When Dad was 22, he had never been on an airplane or been anywhere but Ohio. He was a farm boy before World War II.

He was processed through Dayton at Wright-Patterson with thousands of other farm boys, and I guess that’s where he got a few days of training to be an air traffic controller.

Then he was shipped off to Burtonwood Air Base in England, the largest airfield in Europe during the war. It was taken over by the U.S. Army Air Force in 1942, to become a servicing center for its combat planes, and by the end of the war 18,000 servicemen were there.

I have a photo album that contains Dad’s pictures from Burtonwood. It’s full of wrecked planes.

I never saw this album as a kid. My sisters did, but by the time I was old enough to look at it, Dad had put it away, along with most of his war stories.

For Memorial Day, I looked at the album to try and understand those photos.

“We three and now just me,” Dad wrote on the back. (He’s on the right) “Chuck is in the States and Ralph is a gunner.”

There are shots of planes taking off and landing, and casual scenes around the air base. There are photos of Dad and other GIs relaxing on the base, in nearby Warrington, or in other English cities. They had months to be tourists after the war was over, while they were waiting to be shipped home.

About a third of the photos are the remainders of planes. Many of these photos are marked RESTRICTED. Dad told my sister Ann that it was illegal for him to have them, but he never said how he got them, or why.

Burtonwood 3

The planes look so frail, even the intact ones. They flew with propellers and they look like toys. Easily destroyed.

Cockpits crumpled. Landing gear a mass of metal – or knocked off completely. Bent propellers. Nose broken off. Bare bones of a burnt frame. Wings missing, engines in a mangled heap. Scattered parts barely discernible as a plane, across an expanse of a field.

Burtonwood 4

Burtonwood was hit at least a couple times by Nazi bombers. Some of the planes in the photos may have been damaged then, or by enemy fire on a run. Some might be from crashes elsewhere in England. The rest probably wrecked on takeoff or landing at Burtonwood.

While the pilots may have escaped some of the crashes, many clearly had no survivors.
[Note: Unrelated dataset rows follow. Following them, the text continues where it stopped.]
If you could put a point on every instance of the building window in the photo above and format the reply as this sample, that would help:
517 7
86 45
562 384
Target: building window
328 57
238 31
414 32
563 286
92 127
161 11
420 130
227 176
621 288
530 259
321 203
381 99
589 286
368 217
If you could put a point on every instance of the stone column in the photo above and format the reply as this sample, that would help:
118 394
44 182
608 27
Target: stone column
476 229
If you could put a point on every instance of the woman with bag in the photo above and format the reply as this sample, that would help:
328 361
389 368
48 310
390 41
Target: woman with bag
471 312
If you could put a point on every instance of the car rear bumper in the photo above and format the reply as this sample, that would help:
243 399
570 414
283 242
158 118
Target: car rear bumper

Air traffic control must have been a hellish job for a farm boy. It’s extremely stressful even at a peacetime domestic airport.

Dad must have been on duty during some of these wrecks.

The one story I always remember him telling was about the guy who got his head chopped off by a propeller. Sun glare in his eyes, a noisy, busy airfield. Probably happened more than once.

It’s hard to think about people dying by accident or friendly fire during a war. We’d rather picture them taking a brave last stand against the enemy.

They are no less a part of the war and the victory.

Confusion, glare, too much noise – that’s all part of what you fight when you’re defending your freedom.

General John Logan, national commander of the Grand Army of the Republic, proclaimed May 30, 1868 as Decoration Day, to honor the dead from the Civil War. May 30 was chosen because “it wasn’t the anniversary of any particular battle.”

Today’s penny is a 1971. It was not until then that Memorial Day became a U.S. federal holiday.